Fold recognition was carried out by the program FUGUE [19]. FUGUE identifies homologues by comparison of sequence profiles against structural profiles of homologous protein families taken from the HOMSTRAD database [37]. The amino acid sequences and three dimensional structures of the homologous proteins used as templates for comparative modelling were obtained from the Protein Data Bank http://www.rcsb.org/pdb/. Initial amino acid sequence alignments between RPS4 proteins and templates were also obtained using the program FUGUE. FUGUE produces alignments by comparison of sequence and structural profiles.

Theoretical models of the structures of the RPS4 proteins were obtained by the program MODELLER [38]. MODELLER generates protein structures by satisfaction of spatial restraints with simultaneous optimisation of CHARMM energies, conjugate gradients and molecular dynamics with simulated annealing. Comparative models were validated with PROCHEK [39] and WHAT_CHECK [40] that study the geometry of the structure of the protein, VERIFY3D [41] that reports amino acid environmental errors and JOY [42] for comparison of the environments of residues of the modelled structure with the environments of residues of the homologous proteins used for modelling. The alignments were manually modified when the model was unsatisfactory (i.e. produced results below validation program recommendations), and the modelling and validation processes repeated. These processes were repeated until models with good geometry and conformation were obtained. The program MODELLER was also used for loop remodelling.
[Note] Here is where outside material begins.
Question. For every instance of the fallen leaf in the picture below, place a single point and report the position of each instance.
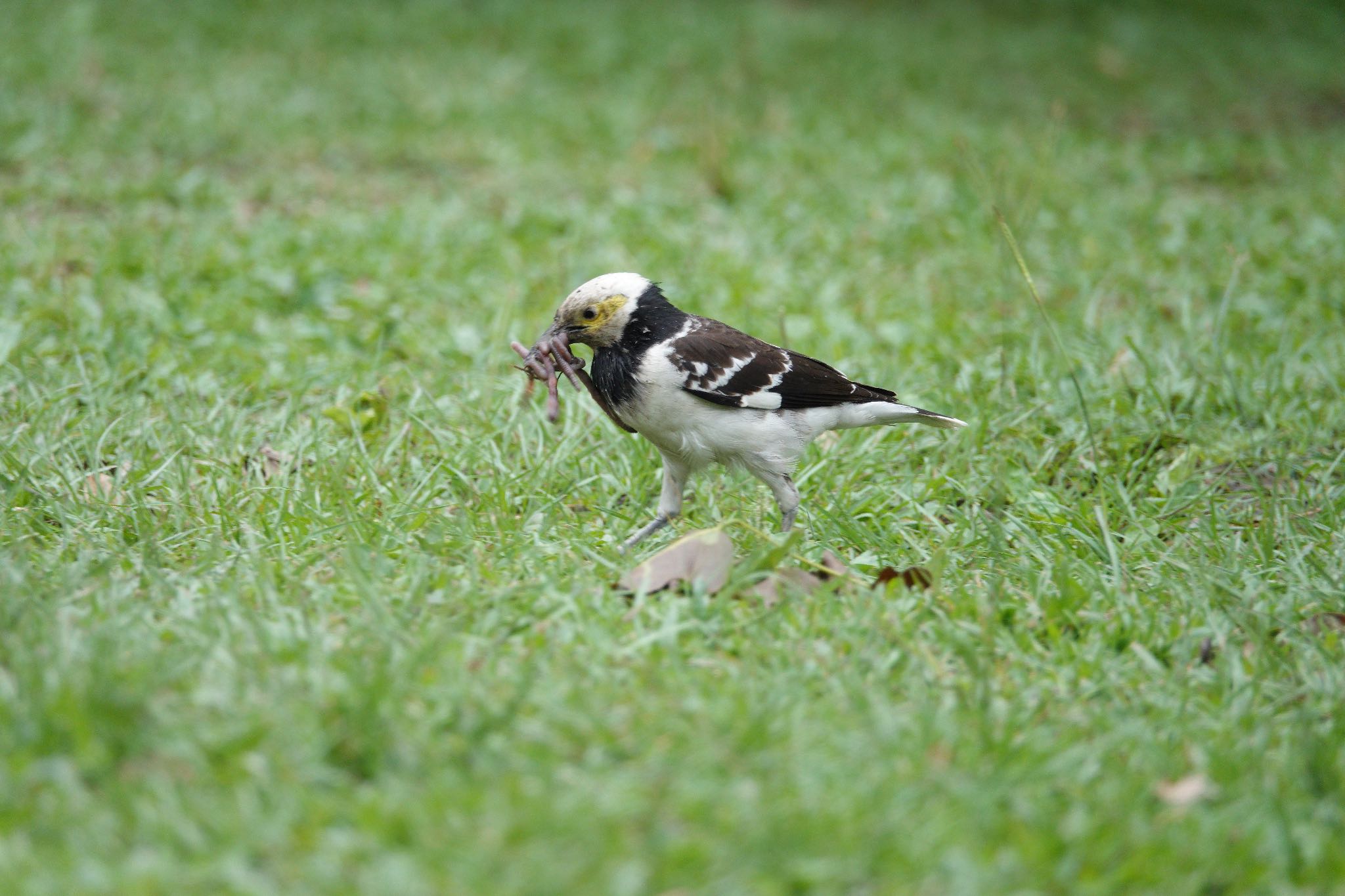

The models of isolated RPS4X, RPS4Y1 and RPS4Y2 show no residues with disallowed conformation in the Ramachandran plot, with 90.2%, 90.7% and 90.7% residues, respectively, residues in the most favourable regions. The Verify3D report shows that 82.2% of residues of RPS4X, 92.0% of RPS4Y1 and 90.2% of RPS4Y2 have an averaged 3D-1D score > 0.2 and no negative values are observed (18). The WHAT_CHECK report shows that there were no 'bumps' between non-bonding atoms in the models of the three RPS4 proteins. For the WHAT_CHECK authors, two atoms are said to 'bump' if they are closer than the sum of their van der Waals radii minus 0.40Å (19). On the other hand, a WHAT_CHECK comparison of the backbone conformation with database proteins shows that the three backbone folds in this structure present a low conformation Z-score of -7.03 (RPS4X), -6.47 (RPS4Y1) and -7.05 (RPS4Y2) and that four, five and four side chains, respectively, can be flipped in order to form energetically more favourable hydrogen bonds. WHAT_CHECK reports similar errors for some of the template proteins used for modelling. In particular, WHAT_CHECK reports one bump, a low backbone conformation Z-score of -6.07 and three side chains that can be flipped for 1C06 and one bump and two side chains that can be flipped for 1JJ2 chain S.

Contact residues were defined as the residues that possessed an interface solvent accessible surface area (ASA) that decreased (ΔASA) by more than 1Å2 on interaction [43]. The ASA was calculated using the Lee and Richards algorithm [44] developed by Richmond [45]. HBPLUS was used for hydrogen bond definition [46].